To achieve quality emergency care in Zimbabwe, ZEMS intends to ensure that emergency care be a recognized specialty of which it is not.
“Why we want this to happen is that emergency medicine is the only specialty which is general in approach than all other specialties. It is needed anytime, anywhere and by anywhere because emergencies happen, accidents happen, people fall sick, asthma attacks happen,” she said.
She also said they want to promote alignment of emergency care with medical school curricula something not yet here in Zimbabwe. The society also wants to broaden its network across the globe.
“We also want to make sure that we partner with international societies and communities of which at the moment we have partnered with the African Federation of Emergency medicine, emergency medicine society of south Africa, college medicine of south Africa, University of Cape Town, Stellenbosch University, Stanford University.
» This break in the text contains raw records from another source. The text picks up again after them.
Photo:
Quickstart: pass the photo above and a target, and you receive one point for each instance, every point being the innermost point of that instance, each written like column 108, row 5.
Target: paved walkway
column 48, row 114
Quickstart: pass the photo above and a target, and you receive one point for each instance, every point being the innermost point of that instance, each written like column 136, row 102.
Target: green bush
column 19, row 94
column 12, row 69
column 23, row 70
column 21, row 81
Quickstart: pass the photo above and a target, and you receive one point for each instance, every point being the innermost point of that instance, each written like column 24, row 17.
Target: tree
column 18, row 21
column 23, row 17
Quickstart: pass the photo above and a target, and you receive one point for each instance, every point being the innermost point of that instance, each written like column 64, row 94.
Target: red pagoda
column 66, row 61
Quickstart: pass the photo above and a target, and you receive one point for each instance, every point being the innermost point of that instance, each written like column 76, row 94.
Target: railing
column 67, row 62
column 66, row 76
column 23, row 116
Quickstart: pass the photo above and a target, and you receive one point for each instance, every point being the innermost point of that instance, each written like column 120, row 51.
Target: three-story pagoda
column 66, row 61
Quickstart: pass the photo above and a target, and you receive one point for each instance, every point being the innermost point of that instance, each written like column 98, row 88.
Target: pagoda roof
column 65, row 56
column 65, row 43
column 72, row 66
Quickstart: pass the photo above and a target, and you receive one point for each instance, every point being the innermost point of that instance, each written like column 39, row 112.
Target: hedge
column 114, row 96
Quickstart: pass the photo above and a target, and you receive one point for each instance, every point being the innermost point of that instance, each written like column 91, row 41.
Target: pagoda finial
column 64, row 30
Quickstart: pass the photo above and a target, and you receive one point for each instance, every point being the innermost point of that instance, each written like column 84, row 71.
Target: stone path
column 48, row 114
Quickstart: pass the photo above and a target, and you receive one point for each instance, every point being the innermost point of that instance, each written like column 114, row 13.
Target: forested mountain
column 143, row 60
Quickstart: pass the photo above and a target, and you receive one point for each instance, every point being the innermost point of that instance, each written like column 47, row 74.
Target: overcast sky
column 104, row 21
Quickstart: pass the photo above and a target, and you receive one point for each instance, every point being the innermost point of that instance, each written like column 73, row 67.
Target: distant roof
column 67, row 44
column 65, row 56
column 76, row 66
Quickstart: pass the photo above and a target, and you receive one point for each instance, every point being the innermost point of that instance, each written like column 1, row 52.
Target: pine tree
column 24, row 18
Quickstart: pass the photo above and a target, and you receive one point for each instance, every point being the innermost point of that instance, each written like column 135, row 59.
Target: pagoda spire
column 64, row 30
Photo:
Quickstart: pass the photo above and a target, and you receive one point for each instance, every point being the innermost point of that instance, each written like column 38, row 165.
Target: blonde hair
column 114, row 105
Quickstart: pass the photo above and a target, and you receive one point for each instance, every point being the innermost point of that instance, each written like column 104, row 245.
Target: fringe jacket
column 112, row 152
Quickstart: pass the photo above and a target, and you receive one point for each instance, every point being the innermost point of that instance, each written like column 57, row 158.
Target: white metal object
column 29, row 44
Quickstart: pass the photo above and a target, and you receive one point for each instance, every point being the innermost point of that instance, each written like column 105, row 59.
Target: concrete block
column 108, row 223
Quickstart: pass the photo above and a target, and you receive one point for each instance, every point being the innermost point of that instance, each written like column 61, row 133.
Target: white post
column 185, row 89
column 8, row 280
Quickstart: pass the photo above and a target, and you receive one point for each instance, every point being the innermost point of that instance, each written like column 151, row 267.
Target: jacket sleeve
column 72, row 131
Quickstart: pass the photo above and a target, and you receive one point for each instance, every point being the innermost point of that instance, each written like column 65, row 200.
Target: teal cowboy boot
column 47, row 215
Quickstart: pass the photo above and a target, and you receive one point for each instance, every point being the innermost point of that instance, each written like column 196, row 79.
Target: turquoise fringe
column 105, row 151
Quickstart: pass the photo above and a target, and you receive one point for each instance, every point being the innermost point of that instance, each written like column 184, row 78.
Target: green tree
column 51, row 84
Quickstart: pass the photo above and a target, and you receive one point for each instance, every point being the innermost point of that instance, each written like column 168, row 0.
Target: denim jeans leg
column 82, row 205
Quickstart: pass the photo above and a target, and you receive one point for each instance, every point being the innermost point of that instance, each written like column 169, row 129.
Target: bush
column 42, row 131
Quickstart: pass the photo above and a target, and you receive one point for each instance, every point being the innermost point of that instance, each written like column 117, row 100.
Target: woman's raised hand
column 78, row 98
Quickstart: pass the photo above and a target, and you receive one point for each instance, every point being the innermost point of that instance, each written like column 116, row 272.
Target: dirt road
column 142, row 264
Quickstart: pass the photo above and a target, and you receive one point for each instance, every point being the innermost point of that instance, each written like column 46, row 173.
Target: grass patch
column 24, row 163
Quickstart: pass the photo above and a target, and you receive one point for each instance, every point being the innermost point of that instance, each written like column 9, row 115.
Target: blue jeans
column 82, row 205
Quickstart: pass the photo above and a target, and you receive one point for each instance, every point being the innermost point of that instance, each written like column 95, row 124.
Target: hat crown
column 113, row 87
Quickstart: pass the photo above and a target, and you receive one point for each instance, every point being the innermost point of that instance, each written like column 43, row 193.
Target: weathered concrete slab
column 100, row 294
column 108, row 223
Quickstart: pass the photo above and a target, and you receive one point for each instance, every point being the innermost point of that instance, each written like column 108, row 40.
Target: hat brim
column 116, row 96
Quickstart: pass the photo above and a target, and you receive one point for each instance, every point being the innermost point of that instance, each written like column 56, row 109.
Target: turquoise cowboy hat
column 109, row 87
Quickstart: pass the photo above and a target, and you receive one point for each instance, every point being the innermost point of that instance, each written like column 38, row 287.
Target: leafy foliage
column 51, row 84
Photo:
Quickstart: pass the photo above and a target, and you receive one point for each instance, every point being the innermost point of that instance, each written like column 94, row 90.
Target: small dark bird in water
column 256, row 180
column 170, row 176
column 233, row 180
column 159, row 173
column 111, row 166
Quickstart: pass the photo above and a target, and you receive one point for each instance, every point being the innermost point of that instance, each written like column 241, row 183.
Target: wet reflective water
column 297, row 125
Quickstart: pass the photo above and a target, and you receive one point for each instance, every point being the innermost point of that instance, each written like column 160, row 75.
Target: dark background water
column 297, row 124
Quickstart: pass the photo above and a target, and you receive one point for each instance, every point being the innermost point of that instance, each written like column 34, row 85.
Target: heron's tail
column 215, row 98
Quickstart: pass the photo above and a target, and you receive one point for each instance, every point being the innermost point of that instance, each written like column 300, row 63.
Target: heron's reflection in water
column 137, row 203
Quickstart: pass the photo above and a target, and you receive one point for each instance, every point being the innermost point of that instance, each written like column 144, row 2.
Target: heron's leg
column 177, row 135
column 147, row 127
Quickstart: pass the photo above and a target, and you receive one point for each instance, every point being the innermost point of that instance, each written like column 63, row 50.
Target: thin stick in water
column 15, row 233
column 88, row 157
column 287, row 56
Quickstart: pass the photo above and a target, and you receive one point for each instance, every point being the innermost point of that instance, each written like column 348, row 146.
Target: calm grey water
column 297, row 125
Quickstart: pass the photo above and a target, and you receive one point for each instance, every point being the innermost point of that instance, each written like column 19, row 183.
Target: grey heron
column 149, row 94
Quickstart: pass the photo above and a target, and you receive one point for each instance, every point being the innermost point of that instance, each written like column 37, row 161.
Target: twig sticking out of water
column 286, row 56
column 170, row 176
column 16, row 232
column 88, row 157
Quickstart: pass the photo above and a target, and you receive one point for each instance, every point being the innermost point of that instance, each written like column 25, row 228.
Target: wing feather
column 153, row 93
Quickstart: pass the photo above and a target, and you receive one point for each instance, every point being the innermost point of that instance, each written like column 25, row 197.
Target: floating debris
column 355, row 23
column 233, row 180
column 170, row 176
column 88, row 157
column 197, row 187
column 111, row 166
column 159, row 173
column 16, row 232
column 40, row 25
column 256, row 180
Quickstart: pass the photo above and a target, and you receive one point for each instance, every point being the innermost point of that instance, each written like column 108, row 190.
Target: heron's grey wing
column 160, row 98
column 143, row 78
All have come onboard to assist us. So we shall make sure that the networking agenda goes on to promote emergency medical care in Zimbabwe,” said Dr Mthombeni.
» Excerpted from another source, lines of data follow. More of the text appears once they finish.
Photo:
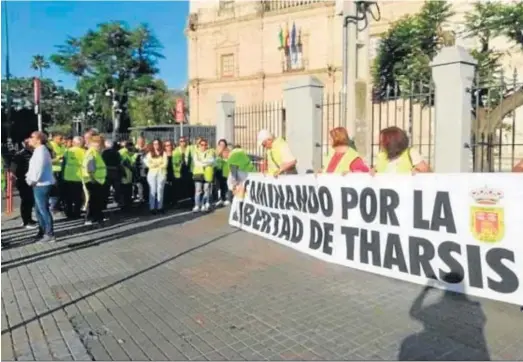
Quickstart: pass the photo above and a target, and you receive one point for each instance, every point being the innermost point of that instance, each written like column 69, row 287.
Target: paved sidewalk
column 182, row 287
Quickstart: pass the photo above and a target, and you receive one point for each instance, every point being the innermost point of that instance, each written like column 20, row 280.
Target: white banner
column 461, row 232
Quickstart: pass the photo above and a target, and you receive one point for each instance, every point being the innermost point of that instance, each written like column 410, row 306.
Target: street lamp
column 115, row 111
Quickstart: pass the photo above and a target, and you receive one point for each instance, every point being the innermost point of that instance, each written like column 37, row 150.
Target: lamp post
column 115, row 112
column 8, row 74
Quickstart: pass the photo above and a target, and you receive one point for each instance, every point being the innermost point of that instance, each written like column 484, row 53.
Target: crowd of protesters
column 80, row 175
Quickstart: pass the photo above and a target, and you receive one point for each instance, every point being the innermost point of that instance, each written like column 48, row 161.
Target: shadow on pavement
column 115, row 283
column 453, row 319
column 163, row 221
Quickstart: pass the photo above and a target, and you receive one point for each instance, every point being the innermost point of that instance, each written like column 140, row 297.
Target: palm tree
column 39, row 63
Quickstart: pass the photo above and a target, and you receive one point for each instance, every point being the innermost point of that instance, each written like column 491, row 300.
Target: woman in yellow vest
column 518, row 167
column 280, row 160
column 73, row 188
column 221, row 173
column 239, row 165
column 57, row 147
column 156, row 163
column 343, row 159
column 169, row 191
column 203, row 176
column 126, row 188
column 94, row 173
column 396, row 156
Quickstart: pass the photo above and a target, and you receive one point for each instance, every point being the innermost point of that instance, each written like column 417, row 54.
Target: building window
column 226, row 4
column 374, row 46
column 293, row 58
column 227, row 65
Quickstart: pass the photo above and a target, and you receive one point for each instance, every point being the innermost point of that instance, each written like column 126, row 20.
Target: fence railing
column 250, row 119
column 169, row 134
column 497, row 134
column 331, row 116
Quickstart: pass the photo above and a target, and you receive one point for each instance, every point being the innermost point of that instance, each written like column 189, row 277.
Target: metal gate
column 249, row 120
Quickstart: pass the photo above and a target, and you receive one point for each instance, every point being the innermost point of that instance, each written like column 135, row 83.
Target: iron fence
column 171, row 133
column 497, row 131
column 248, row 120
column 331, row 115
column 410, row 108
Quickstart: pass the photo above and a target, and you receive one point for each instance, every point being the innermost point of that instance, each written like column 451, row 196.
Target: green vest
column 207, row 172
column 127, row 162
column 274, row 157
column 58, row 153
column 74, row 158
column 4, row 176
column 239, row 158
column 404, row 164
column 100, row 172
column 345, row 162
column 177, row 159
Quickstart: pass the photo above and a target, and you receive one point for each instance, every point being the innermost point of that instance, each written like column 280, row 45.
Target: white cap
column 263, row 136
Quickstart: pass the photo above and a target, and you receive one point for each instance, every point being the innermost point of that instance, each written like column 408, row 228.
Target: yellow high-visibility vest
column 74, row 158
column 207, row 172
column 100, row 172
column 344, row 165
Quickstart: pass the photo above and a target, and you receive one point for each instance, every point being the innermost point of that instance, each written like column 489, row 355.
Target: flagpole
column 7, row 70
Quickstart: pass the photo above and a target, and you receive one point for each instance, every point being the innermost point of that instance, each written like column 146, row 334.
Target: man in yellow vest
column 239, row 165
column 280, row 160
column 518, row 167
column 182, row 166
column 94, row 173
column 57, row 148
column 221, row 173
column 126, row 188
column 72, row 177
column 203, row 176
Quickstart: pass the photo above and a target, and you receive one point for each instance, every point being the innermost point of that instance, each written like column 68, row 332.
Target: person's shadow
column 453, row 328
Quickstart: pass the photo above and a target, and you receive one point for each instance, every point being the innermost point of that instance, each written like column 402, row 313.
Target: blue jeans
column 156, row 181
column 43, row 214
column 204, row 188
Dr Mthombeni also said there is need for a national policy on emergency care in Zimbabwe.
“Of course we are looking for funding which we are planning to have fundraising activities, approaching organisations. All in all we want to make sure that this is done in form of a national policy. So we consider ourselves a big and strategic partner for the Ministry of Health to come up with a national policy on emergency,” she said.
Dr Monalisa Muchatuta, an emergency medicine specialist from Stanford University in USA said Zimbabwe is yet to recognize emergency medicine as a specialty.
“Emergency Medicine in Zimbabwe is not even actually a specialty in Zimbabwe yet. We have people that do practice emergency care but they have not been trained in Zimbabwe as a specialty yet because it has not been recognized in Zimbabwe,” she noted.
To Dr Muchatuta, emergency medicine is a fairly new global trend which Zimbabwe should not miss out and have its medical professionals trained.
“In defense of the country though, emergency medicine is a young specialty. Even in the united states now it’s only 50 years old. This year is the 50th anniversary. In the UK its about 15 years. So there is a big trend in African countries to get emergency medicine which is why Zimbabwe should get on board as well,” she added.
She gave the reason why Zimbabwe should not be left out of this emerging trend in global health.
“The importance of African countries like Zimbabwe to be trained in emergency medicine is that when anybody can show up to the emergency room, the richest, and the poorest. You can be unconscious and present yourself at the emergency room.
“So we want to make sure that the people at the door waiting for you are people that are trained. And also the emergency room is the entry way to the hospital. So when you invite people in your home you show them the best room first and it gives them the idea of what the rest of the house looks like.
“You can imagine what the lounge looks like, you can imagine what the bedroom looks like. If our casualty departments and our emergency rooms are in disarray and they are manned by untrained physicians it doesn’t give hope in our population that the rest of their healthcare is going to be a good one. That’s what we want to help build,” said Dr Muchatuta.